A very practical example of this happened regarding the sad news about the Tsunami in Japan.  The OU has some of the world’s experts on earthquakes but no currently-live experts database.  Similarly the OU has a massive collection of podcasts on iTunesU – surely there must be some content that we can  highlight that will help inform the public debate and discussion around recent events?
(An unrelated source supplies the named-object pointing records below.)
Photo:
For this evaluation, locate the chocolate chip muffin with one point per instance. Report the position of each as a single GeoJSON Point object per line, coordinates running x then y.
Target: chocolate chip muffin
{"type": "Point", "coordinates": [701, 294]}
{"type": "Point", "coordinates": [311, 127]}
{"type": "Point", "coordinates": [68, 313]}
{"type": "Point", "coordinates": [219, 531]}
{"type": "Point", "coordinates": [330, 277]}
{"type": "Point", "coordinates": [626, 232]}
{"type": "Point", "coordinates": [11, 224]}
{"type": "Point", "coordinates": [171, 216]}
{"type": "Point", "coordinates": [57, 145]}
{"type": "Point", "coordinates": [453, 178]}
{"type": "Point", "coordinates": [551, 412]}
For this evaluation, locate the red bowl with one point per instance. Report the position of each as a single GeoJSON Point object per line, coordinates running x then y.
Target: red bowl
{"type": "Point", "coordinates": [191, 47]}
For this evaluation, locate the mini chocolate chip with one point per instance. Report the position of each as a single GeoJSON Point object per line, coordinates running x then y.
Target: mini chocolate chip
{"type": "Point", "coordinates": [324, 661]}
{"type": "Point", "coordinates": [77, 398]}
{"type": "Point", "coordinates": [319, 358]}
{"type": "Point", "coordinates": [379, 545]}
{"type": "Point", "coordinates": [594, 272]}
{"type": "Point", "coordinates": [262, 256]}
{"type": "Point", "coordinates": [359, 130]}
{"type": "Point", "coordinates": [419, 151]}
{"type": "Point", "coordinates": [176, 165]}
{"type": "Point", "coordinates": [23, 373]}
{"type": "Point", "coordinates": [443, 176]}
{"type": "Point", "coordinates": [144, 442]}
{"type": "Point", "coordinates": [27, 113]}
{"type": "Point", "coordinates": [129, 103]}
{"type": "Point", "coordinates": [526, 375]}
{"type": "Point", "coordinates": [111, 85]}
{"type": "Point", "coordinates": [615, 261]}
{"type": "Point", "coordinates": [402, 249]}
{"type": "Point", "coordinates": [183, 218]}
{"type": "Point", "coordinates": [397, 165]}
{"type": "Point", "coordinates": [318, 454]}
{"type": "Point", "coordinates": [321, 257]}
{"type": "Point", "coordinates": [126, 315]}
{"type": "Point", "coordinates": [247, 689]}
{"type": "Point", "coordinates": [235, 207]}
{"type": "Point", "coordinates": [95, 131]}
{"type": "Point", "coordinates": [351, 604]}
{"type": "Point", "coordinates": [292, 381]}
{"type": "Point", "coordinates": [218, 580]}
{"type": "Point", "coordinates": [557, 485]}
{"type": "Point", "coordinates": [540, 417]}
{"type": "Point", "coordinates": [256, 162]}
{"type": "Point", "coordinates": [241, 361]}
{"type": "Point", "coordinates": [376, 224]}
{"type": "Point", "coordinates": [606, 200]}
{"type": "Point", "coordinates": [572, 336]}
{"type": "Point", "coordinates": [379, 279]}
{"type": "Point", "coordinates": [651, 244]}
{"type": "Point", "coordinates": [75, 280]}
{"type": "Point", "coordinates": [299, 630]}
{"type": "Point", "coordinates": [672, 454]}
Well of course we do but it turns out that some of our systems make it very easy to find this stuff and it’s be a pain having to visit and query numerous separate locations.  Fortunately a quick call to @fzablith and some cool entries to the OU linked data dev competition proved an enormous help.

Fouad quickly rustled up a SPARQL query which returned all of the OU podcasts related to earthquakes and another returning relevant OpenLearn units (of course I already had the same query in my head, I just wanted to double-check that he would do the same thing ;-) ) whilst the Expert Search (OU network only) returned a great list of all our academics who had peer-reviewed work published on the topic.  All very helpful and very quick!

It’s exactly this kind of understanding of what we produce as a university and the greater opportunities it gives us to actually make use of it for a variety of purposes (course production, media relations, reuse in external environments) that makes me excited about what we’ve already achieved and what more we can achieve over the coming years.

In my own particular area of responsibility (web publishing at the OU / social web) I’m really looking forward to making our web CMS (Drupal) contribute to the data we have on data.open.ac.uk and also consume the data.  Whether that’s building a new experts guide which builds on the OU people profile system and pulls in relevant data from data.open.ac.uk and external data sources, or making it easy (a few clicks of a mouse easy) for site builders with particular audiences (subject areas specific / industry specific) to include information on OU courses, podcasts, research OERs, YouTube videos etc.  Watch this space!